Photo: MIKE SIEGEL / THE SEATTLE TIMES
A typical street scene in Cap-Haïtien illustrates the lack of infrastructure in Haiti’s second largest city, which was spared by the earthquake. Nonprofits and the U.S. government have been trying to make this region’s economy self-sustaining, with mixed results.
By Ángel González
Seattle Times business reporter
It’s been half a decade since a 7.0 earthquake ravaged Haiti, and a tiny northern fishing village has its first electricity, illuminating both the nation’s recovery and the obstacles slowing its progress.
MADRAS, Haiti — The village of Madras lies at the end of a dusty road in a forgotten corner of Haiti’s northeastern plains, not far from where Christopher Columbus is thought to have established the first European settlement in the “New World” in 1492.
Most of its inhabitants have long lived in a way Columbus would have found familiar: gathering salt and small fish to dry in the sun, and relying on oil lamps for light.
Last summer the town got its first electricity, thanks to an $18 million, U.S.-financed power plant built to feed the nearby Caracol Industrial Park — an ambitious and still-unfulfilled effort to turn Haiti’s impoverished north into a hub of industry.
Now Madras is one of the few places in Haiti with reliable, 24-7 power.

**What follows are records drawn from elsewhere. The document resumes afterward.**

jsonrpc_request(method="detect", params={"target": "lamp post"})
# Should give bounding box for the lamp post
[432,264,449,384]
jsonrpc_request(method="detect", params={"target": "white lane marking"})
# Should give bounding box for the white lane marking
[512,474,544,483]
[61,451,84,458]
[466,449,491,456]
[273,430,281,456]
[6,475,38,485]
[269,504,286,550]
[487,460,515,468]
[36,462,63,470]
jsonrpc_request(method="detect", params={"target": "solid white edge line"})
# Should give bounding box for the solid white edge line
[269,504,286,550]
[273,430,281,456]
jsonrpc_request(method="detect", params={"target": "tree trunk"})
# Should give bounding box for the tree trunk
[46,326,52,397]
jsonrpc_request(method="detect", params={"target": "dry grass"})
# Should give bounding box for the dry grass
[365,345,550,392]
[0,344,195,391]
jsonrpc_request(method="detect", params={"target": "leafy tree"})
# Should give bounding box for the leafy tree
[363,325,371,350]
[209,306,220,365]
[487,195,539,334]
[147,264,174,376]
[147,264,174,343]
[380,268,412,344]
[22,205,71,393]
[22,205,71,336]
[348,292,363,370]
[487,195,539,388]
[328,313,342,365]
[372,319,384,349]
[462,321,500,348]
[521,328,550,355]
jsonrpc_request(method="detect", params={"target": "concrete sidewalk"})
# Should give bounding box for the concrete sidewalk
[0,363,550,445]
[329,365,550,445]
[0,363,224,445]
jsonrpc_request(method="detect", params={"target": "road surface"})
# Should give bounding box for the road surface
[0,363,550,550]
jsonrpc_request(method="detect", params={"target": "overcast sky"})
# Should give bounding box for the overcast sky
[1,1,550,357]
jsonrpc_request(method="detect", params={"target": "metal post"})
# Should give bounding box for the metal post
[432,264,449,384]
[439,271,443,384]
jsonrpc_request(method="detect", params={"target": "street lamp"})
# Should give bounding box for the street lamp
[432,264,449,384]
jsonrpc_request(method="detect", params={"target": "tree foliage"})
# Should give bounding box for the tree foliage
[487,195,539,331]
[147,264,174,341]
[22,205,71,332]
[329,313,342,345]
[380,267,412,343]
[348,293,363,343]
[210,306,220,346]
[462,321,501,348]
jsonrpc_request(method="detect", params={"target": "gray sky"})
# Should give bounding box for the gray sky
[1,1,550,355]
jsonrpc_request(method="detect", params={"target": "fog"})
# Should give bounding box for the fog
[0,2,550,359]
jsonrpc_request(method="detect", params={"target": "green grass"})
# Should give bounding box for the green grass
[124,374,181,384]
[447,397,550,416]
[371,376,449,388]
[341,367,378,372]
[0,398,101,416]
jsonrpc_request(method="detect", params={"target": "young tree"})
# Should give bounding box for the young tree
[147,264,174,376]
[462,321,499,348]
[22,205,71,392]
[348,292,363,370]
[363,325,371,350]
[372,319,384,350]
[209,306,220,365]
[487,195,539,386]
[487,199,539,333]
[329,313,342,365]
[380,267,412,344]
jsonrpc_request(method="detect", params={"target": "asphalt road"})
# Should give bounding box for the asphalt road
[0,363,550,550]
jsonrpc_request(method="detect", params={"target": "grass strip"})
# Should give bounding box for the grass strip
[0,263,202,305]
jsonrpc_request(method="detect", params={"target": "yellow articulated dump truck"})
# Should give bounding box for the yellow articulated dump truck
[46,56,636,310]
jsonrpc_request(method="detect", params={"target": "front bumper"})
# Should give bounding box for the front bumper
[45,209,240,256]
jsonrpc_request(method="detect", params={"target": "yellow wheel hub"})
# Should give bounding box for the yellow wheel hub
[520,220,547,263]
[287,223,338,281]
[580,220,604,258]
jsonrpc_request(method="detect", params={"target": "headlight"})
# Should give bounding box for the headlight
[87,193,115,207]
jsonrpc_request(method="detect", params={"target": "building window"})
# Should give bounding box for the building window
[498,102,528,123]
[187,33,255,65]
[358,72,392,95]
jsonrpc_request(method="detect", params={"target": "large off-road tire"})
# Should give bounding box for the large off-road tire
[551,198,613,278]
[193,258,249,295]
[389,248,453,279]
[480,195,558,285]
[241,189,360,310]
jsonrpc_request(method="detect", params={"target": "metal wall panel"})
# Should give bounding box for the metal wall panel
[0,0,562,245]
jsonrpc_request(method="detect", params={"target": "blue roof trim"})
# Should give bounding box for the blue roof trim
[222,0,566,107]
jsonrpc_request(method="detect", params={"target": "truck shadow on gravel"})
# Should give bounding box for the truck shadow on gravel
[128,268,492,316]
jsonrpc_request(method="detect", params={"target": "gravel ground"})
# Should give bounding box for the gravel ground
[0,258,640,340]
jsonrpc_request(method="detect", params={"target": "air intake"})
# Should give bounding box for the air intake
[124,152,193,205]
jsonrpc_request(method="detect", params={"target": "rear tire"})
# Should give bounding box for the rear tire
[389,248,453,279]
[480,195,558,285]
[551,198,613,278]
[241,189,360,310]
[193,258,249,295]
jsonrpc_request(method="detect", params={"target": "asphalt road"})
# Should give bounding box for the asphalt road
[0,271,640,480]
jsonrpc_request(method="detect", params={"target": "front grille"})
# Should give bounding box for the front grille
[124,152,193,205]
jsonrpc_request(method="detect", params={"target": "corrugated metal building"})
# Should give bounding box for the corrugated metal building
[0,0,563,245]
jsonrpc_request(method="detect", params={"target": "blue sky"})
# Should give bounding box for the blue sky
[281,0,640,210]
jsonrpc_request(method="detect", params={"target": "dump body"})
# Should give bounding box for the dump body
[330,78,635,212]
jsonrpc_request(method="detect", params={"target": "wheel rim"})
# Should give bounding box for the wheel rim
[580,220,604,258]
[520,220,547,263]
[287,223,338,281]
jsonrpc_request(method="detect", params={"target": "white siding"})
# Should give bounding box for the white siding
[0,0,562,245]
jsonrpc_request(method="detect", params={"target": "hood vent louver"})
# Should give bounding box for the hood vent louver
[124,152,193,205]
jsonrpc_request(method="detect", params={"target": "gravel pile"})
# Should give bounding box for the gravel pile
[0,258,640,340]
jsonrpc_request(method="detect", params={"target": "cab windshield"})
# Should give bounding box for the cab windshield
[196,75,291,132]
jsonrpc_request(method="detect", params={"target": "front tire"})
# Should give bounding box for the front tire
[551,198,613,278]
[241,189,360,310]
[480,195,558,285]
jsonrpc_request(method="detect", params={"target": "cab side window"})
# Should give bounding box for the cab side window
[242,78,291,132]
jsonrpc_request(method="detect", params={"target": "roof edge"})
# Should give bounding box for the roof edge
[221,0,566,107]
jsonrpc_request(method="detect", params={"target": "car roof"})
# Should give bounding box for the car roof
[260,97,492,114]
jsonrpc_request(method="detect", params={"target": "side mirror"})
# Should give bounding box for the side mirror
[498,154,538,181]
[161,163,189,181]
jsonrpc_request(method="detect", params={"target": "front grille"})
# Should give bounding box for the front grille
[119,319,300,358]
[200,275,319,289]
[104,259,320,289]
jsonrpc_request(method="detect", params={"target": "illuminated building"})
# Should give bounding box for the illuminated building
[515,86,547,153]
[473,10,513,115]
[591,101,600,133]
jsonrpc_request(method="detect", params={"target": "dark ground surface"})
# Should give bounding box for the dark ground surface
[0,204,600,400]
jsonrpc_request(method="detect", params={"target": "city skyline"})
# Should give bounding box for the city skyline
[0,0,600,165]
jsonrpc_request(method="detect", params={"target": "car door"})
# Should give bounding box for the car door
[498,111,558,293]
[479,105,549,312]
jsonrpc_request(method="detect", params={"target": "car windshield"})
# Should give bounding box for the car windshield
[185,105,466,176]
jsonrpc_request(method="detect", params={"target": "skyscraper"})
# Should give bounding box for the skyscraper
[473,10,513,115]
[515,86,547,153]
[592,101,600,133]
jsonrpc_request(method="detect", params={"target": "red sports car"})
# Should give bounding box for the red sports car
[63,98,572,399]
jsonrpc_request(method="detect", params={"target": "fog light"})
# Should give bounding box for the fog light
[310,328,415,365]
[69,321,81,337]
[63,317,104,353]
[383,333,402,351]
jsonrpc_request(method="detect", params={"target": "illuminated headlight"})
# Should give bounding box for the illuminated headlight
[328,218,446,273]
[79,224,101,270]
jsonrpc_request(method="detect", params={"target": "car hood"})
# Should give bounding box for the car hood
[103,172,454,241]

Not even the impoverished nation’s sprawling capital, Port-au-Prince, has that luxury. Fourteen households in this town of about 85 families have signed up for it.
“Before electricity, we needed to go to bed early,” said Abraham Jaclaire, a gaunt but neatly dressed fisherman, as a French rap song thumped on big loudspeakers nearby.
“Now we have music, entertainment, cold drinks. We go to sleep at midnight.”
The power plant and industrial park are examples of the international community’s drive to not just repair but reinvent Haiti’s economy after the Jan. 12, 2010, earthquake that killed more than 200,000 people and devastated what was already the poorest country in the Americas. They illustrate how that effort has resulted in much progress — but also how much more needs to be done.
In the aftermath of the 7.0 quake, donors pledged $16 billion in funding through 2020. The $9.5 billion disbursed in the first two years was three times the Haitian government’s revenue in that same period, but some critics say that only a fraction ended up in Haitian hands.
While the flood of money was key in helping Haiti overcome the worst disaster in its history, the country remains more fragile than any other in the hemisphere.